Code Generation and Optimization

Deadlines

Milestone: April 30th, 11:59pm
Final Virtual Machine and Writeup: May 16th @ 11am
Derby: May 17th @ 10am (normal class time)

Description

In this final assignment, your goal is to reduce the execution time of a given application when executed on your virtual machine. This assignment is completely opened-ended; you are not required to implement any specific optimization except for simple code generation (see Milestone section). Your grade will be based on 1) your overall design (with heavy emphasis on the writeup) and 2) how well your virtual machine performs as compared to the submissions of the other groups. Namely, we will hold a Virtual Machine Derby where your virtual machine implementation will compete against the implementations of your fellow classmates on a hidden program (the derby program).

In the final month of class, we will cover various performance improving optimizations. A substantial portion of this project phase is to determine which optimizations will provide a benefit given the programs of the provided benchmark suite and the target architecture.
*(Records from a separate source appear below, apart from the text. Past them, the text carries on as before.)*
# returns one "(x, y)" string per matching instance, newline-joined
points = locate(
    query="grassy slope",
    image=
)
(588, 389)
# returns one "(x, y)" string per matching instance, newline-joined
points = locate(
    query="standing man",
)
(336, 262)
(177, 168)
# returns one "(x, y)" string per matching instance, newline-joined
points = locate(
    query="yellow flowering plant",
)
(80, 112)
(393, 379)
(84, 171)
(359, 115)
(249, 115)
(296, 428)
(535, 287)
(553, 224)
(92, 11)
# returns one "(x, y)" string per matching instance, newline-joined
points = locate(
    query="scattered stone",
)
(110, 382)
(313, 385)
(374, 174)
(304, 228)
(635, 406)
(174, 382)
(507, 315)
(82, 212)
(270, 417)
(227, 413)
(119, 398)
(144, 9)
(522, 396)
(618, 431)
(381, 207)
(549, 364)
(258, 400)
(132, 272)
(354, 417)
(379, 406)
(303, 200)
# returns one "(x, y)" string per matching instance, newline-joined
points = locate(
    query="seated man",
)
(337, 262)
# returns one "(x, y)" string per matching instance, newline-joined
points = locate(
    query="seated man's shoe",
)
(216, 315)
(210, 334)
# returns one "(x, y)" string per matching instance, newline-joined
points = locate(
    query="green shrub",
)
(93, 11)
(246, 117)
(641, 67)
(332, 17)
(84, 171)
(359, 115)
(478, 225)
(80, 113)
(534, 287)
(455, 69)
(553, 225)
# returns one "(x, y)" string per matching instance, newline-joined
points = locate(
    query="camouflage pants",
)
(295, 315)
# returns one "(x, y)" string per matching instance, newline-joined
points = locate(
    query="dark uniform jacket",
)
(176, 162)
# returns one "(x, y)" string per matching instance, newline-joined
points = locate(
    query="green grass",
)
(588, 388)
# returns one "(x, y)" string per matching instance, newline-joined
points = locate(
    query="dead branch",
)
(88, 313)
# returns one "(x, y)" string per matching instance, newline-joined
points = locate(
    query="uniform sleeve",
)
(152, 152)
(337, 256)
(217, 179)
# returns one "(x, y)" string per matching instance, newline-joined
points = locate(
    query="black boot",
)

Some optimizations that we will cover in class include:

Optimized Runtime Implementation Techniques: Our main focus up until now has been to write a correct implementation perhaps even at the expense of the performance of your implementation. There are certainly opportunities to rethink the design of your runtime structures to produce a more efficient representation. For example, Tagged Pointers (https://en.wikipedia.org/wiki/Tagged_pointer) are a very common runtime representation that enables more efficient execution for integer-heavy code at the expense of a more complicated implementation.
Register Allocation: Your virtual machine can implement a register allocator. See Chapter 16 of the Whale book, Chapter 8.8 of the Dragon book, and the Reference Materials section below
Intermediate Representations Design: For evaluation of your final implementation, we will only give you MITScript source language programs. You are therefore free to change the design of the MITScript bytecode language, replace it with an entirely different representation (e.g., a low-level register-based representation), or even remove all intermediate representations if they do not suit your implementation strategy.
Peephole Optimizations: Peephole optimizations replace small instruction sequences with faster counterparts based on local information. For example, replacing multiplications/divisions by 2 with shifts. See Chaper 9.9 of the Dragon Book for additional information.
Function Inlining: Dynamic control flow – such as calling a function – is expensive. Function Inlining is an optimization that inlines a callee into the body of the caller. This optimization is most easily performed when it is possible to statically (at initial code generation time) determine the function to be called. There may be functions within the program for which you can determine this via Abstract Interpretation. However, there are many helper functions that your virtual machine uses for which you know the function to be called and, therefore, some or all of the body of those methods may be good candidates for optimization. See Chapter 15 of the Whale book for more information.
Abstract Interpretation/Dataflow-based Optimizations: When you generate naive code in the intermediate representation, you may notice the occurrence of multiple inefficient code sequences. For example, assigning a temporary value into memory and then immediately reloading the value from memory for the next computation. Or, adding multiple constants even the result of the operation is known statically (e.g., 1 + 1). Or, checking that a value is an integer even though you know it is an integer constant. Abstraction Intepretation/Dataflow gives a principled framework for identifying these opportunities and optimizing the code with optimizations such as constant folding, constant propagation, copy propagation, and dead code elimination. See Chapter 12 and of the Whale book and Chapter 9 of the Dragon Book for additional information.
Specialization: Dynamic languages are flexible in that they give great flexibility to the organization of code around the structure of the types it operates on (“duck typing”). However, this flexibility comes at significant performance cost. For example, your virtual machine interpreter needs to check that the inputs to each arithmetic operation (e.g., subtraction) are in fact integers before performing the operation. In practice, however, a given operation may only operate on objects from a small set of types – or even a single type. In cases where this set of types can be identified (either statically or after profiling), these operations can be specialized to execute more quickly for that set of types. For example, if virtual machine can determine that a given add operation only receives integers as operations, it can generate more efficient assembly code that need not consider the various implementations of add
Advanced Garbage Collection: In assignment 4 you implemented a mark and sweep garbage collector. However, you may instead find a performance benefit from implementing a more complicated collector (e.g., copy collector or generational collector). See these books and papers for additional information:
- Garbage Collection: Algorithms for Dynamic Memory Management by Jones (Book)
- The Garbage Collection Handbook by Jones, Hosking, and Moss (Book)
- Uniprocessor Garbage Collection Techniques by Paul Wilson (Survey Paper)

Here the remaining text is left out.